The rhizomes of A. gramineus (15 kg) were extracted with 80% aqueous MeOH at room temperature and filtered. The filtrate was evaporated under vacuum to obtain a MeOH extract (825 g), which was suspended in distilled H₂O (2 L) and successively solvent-partitioned with n-hexane, CHCl₃, EtOAc and n-BuOH, yielding 166, 14, 5 and 47 g of residues, respectively. Each fraction was evaluated for cytotoxicity against A549, SK-OV-3 and SK-MEL-2 cells using a sulforhodamine B (SRB) assay.
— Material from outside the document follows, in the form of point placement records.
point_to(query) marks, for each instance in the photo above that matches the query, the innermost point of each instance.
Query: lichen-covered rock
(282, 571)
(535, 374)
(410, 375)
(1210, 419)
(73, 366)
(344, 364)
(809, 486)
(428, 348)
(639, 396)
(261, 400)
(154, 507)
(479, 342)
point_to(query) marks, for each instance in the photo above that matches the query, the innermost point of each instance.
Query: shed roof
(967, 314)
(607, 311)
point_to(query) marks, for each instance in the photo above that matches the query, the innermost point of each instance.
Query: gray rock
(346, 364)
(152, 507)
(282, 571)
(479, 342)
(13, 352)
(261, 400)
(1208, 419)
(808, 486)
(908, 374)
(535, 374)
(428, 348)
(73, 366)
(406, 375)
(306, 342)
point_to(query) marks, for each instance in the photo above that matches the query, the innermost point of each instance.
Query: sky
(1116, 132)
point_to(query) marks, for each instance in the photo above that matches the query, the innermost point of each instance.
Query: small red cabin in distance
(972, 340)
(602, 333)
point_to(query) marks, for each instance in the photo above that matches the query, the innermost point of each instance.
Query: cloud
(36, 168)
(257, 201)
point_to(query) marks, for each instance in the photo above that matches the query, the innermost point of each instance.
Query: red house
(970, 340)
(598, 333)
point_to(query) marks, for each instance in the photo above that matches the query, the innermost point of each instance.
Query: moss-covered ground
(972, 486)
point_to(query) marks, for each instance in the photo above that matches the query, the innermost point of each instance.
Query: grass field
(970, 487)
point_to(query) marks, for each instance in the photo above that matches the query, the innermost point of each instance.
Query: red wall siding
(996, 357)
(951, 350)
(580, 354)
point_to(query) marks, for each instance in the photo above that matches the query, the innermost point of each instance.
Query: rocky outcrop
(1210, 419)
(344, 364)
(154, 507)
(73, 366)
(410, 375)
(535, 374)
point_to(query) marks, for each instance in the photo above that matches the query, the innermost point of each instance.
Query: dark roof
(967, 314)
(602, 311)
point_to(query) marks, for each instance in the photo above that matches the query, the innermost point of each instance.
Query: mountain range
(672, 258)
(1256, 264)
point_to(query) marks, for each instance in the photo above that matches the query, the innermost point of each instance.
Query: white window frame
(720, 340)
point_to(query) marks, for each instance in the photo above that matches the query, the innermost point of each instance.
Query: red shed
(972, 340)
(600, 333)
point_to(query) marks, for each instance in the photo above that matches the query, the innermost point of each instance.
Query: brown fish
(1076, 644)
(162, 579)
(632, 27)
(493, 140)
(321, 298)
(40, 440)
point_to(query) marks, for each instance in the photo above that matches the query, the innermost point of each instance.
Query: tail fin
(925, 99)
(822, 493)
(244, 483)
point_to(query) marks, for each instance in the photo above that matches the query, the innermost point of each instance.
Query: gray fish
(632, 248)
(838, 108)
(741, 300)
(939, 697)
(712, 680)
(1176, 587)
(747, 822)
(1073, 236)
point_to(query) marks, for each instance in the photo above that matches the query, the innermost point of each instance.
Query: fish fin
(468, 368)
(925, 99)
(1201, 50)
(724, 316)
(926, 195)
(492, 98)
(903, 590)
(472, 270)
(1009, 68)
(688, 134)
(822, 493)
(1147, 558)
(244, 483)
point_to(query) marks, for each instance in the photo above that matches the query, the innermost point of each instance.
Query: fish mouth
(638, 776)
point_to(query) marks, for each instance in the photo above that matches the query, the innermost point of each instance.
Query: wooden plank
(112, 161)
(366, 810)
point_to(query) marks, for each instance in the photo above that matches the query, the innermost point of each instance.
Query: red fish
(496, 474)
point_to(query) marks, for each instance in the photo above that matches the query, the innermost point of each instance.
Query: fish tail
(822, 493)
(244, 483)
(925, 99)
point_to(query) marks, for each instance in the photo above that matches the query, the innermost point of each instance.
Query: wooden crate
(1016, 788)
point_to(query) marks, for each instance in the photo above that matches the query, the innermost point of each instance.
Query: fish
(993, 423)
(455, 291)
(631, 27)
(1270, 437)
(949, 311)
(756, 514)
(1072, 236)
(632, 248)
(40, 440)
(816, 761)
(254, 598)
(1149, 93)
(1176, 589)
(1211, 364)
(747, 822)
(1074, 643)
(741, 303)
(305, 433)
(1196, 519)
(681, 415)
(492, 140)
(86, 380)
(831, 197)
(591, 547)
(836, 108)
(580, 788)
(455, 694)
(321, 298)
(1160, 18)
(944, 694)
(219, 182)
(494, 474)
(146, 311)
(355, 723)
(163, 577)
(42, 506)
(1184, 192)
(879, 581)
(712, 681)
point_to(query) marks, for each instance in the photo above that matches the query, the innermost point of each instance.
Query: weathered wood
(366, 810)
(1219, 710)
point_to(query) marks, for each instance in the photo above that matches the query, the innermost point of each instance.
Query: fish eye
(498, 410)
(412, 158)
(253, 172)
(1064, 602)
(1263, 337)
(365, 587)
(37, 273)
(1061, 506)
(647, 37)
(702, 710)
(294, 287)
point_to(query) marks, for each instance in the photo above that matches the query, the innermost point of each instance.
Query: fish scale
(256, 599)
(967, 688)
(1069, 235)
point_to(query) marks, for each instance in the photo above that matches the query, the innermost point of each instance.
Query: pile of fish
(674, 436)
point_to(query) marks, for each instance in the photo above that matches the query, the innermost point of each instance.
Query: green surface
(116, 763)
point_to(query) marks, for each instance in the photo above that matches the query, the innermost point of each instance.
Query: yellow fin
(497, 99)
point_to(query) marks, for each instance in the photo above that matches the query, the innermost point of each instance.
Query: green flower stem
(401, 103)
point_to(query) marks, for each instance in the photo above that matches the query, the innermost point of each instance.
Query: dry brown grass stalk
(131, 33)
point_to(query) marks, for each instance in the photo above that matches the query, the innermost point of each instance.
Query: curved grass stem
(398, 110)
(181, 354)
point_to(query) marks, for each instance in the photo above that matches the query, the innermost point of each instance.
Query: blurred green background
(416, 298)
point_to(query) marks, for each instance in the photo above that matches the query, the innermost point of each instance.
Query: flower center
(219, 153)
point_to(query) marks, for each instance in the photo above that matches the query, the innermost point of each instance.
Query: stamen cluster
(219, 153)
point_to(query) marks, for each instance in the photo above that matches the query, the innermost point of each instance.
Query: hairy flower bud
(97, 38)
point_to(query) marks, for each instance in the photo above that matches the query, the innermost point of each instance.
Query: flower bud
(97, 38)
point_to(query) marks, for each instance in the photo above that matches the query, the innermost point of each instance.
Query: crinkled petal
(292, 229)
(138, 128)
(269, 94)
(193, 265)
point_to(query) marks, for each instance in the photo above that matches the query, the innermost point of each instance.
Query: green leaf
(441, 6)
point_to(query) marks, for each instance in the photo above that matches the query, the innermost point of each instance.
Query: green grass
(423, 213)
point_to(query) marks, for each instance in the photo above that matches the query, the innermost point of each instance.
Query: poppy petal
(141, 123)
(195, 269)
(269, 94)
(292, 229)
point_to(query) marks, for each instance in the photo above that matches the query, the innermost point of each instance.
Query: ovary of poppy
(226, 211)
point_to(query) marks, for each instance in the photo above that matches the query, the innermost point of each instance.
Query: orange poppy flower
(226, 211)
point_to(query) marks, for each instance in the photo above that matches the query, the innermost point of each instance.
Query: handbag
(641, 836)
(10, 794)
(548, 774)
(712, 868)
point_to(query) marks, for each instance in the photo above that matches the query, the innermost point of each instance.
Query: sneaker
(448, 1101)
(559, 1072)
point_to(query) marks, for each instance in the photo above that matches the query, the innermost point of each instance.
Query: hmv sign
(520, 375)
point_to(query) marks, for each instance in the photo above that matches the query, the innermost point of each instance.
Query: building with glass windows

The n-hexane-soluble and EtOAc-soluble fractions showed significant cytotoxic activity against tested cancer cell lines. The active fractions also inhibited NO production in LPS-stimulated BV-2 cells. The n-hexane-soluble fraction (62 g) was separated over a silica gel column chromatography with n-hexane-EtOAc (11:1) to yield eight fractions (H1-H8). Fraction H8 (2 g) was applied to RP-C₁₈ silica gel column chromatography using a solvent system of MeOH-H₂O (1:1) to give six subfractions (H8a-H8f). Fraction H8d (156 mg) was subjected to a Sephadex LH-20 column using a solvent system of CH₂Cl₂-MeOH (1:1), and further purified by semi-preparative reversed-phase HPLC using a 250 mm × 10 mm i.d., 10 μm, Econosil RP-18 column (Alltech, Nicholasville, KY, USA) with a solvent system of 100% MeOH (flow rate; 2 mL min-¹) to obtain compound 1 (7 mg, t_R = 23.5 min). Another active fraction, EtOAc-soluble fraction (5 g) was separated over a RP-C₁₈ silica gel column chromatography using a solvent system of MeOH-H₂O (1:1) to provide eight fractions (E1-E8). Fraction E3 (870 mg) was applied to a silica gel column chromatography with CHCl₃-MeOH (25:1) to obtain five subfractions (E3a-E3e). Fraction E3d (83 mg) was subjected to a Sephadex LH-20 column using a solvent system of MeOH-H₂O (4:1), and further purified by semipreparative reversed-phase HPLC with a solvent system of MeOH-H₂O (2:3, flow rate of 2 mL min^-1) to furnish compound 2 (13 mg, t_R = 18.0 min).

Gramichunosin (1)

Yellowish powder; m.p. 308-309 °C; UV (MeOH) λ_max/nm (log ε) 392 (1.8), 272 (3.5), 232 (3.1); IR (KBr) ν_max/cm^–1 3357, 2945, 2832, 1451, 1116, 1032, 674; ¹H (500 MHz) and ¹³C (125 MHz) NMR data, see Table 1; ESIMS (positive-ion mode) m/z 294 [M + H]⁺; HR-ESIMS (positive-ion mode) m/z 316.0951 [M + Na]⁺ (calcd. for C18H15NO3Na, 316.0950).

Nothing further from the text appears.